M. Manh Hung Pham (Interprétation):
    Absolument, madame. Comme je l'ai indiqué dans ma déclaration, les négociations entourant le PTP doivent définitivement englober les questions des droits de la personne au Vietnam. C'est également l'avis qu'a récemment exprimé le président Obama, lorsqu'il a déclaré que le PTP devait impliquer les syndicats indépendants et les questions des droits de la personne au Vietnam.
    Y a-t-il des questions dont le gouvernement du Vietnam ne voudra pas discuter, au chapitre de la libre expression et de l'échange d'idées? Y a-t-il des sujets précis que le gouvernement vietnamien ne voudra pas aborder et dont vous pourriez nous parler?
M. Manh Hung Pham (Interprétation):
    Oui, il y a beaucoup de choses, mais permettez-moi de rappeler certains faits liés à Ho Chi Minh lui-même.
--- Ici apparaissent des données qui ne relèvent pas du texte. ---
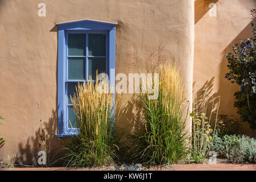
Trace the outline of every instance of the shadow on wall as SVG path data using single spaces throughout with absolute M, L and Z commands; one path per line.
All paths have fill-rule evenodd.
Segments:
M 58 139 L 55 137 L 57 130 L 57 111 L 52 110 L 48 121 L 43 123 L 40 118 L 41 126 L 35 134 L 28 137 L 26 144 L 19 144 L 19 152 L 16 163 L 20 164 L 38 165 L 38 155 L 40 151 L 46 152 L 47 164 L 50 164 L 55 160 L 55 155 L 60 148 Z
M 196 0 L 195 2 L 195 24 L 197 23 L 200 19 L 207 14 L 210 7 L 209 5 L 210 3 L 218 3 L 216 1 L 204 1 L 204 0 Z
M 235 35 L 234 35 L 235 36 Z M 229 72 L 228 69 L 228 60 L 226 58 L 226 55 L 229 52 L 234 53 L 232 49 L 232 45 L 239 43 L 241 40 L 244 40 L 247 38 L 253 36 L 251 23 L 241 31 L 233 40 L 229 43 L 226 48 L 222 51 L 223 59 L 220 65 L 220 81 L 219 81 L 219 90 L 217 93 L 217 95 L 222 96 L 221 97 L 221 107 L 230 107 L 230 110 L 234 111 L 233 113 L 224 113 L 224 115 L 228 119 L 234 119 L 241 121 L 240 116 L 237 114 L 237 109 L 234 107 L 234 102 L 235 101 L 235 92 L 239 91 L 240 86 L 236 83 L 232 84 L 227 78 L 225 78 L 225 74 Z M 247 122 L 241 122 L 242 126 L 240 128 L 241 134 L 246 134 L 251 136 L 251 131 L 249 125 Z

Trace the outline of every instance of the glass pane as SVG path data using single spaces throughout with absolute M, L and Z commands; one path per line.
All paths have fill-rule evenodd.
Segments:
M 98 70 L 98 75 L 103 72 L 106 73 L 105 58 L 88 58 L 88 74 L 89 77 L 92 76 L 92 80 L 95 80 L 96 78 L 97 70 Z
M 68 128 L 77 128 L 76 115 L 75 115 L 74 110 L 72 106 L 68 107 Z M 71 127 L 72 126 L 72 127 Z
M 77 82 L 68 82 L 68 104 L 72 104 L 71 102 L 71 99 L 70 98 L 70 96 L 71 97 L 74 97 L 75 93 L 76 93 L 76 86 L 77 87 L 78 83 Z
M 84 59 L 69 58 L 68 68 L 68 80 L 85 80 Z
M 80 85 L 83 84 L 82 82 L 80 82 Z M 72 104 L 70 96 L 74 97 L 75 94 L 76 93 L 76 87 L 77 88 L 78 82 L 68 82 L 68 104 Z
M 68 34 L 68 55 L 85 56 L 85 34 Z
M 89 34 L 89 56 L 106 55 L 106 34 Z

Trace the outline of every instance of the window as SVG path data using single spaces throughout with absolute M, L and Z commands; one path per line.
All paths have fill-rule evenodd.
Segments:
M 57 137 L 76 134 L 77 126 L 69 96 L 78 82 L 109 75 L 115 88 L 115 25 L 89 20 L 57 24 L 58 30 L 58 130 Z

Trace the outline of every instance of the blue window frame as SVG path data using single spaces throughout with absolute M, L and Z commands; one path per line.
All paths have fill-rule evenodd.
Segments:
M 58 126 L 56 137 L 77 133 L 69 96 L 77 82 L 95 77 L 96 70 L 109 75 L 115 88 L 115 23 L 82 20 L 57 23 Z M 75 119 L 75 120 L 74 120 Z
Sachez qu'il a dirigé le Vietnam, mais qu'il a aussi commis de nombreux crimes, et le plus grave est sans doute la campagne de réforme agraire dans laquelle des centaines de milliers de personnes ont été tuées. Je connais bien cette situation, et j'ai d'ailleurs écrit à ce sujet, mais c'est un sujet tabou au Vietnam.
    C'est tout. Quatre minutes pour le deuxième tour.
    Monsieur Hillyer, allez-y, je vous prie.
    Vous avez recommandé certaines sanctions. Évidemment, ce qui complique les choses, c'est l'incidence que ces sanctions peuvent avoir sur les gens qui vivent dans le pays en question. Habituellement, nous n'hésitons pas à imposer des sanctions quand nous savons qu'elles toucheront uniquement les personnes à l'origine du problème, mais ici, nous ne voudrions surtout pas aggraver le sort des personnes qui font déjà l'objet de violations.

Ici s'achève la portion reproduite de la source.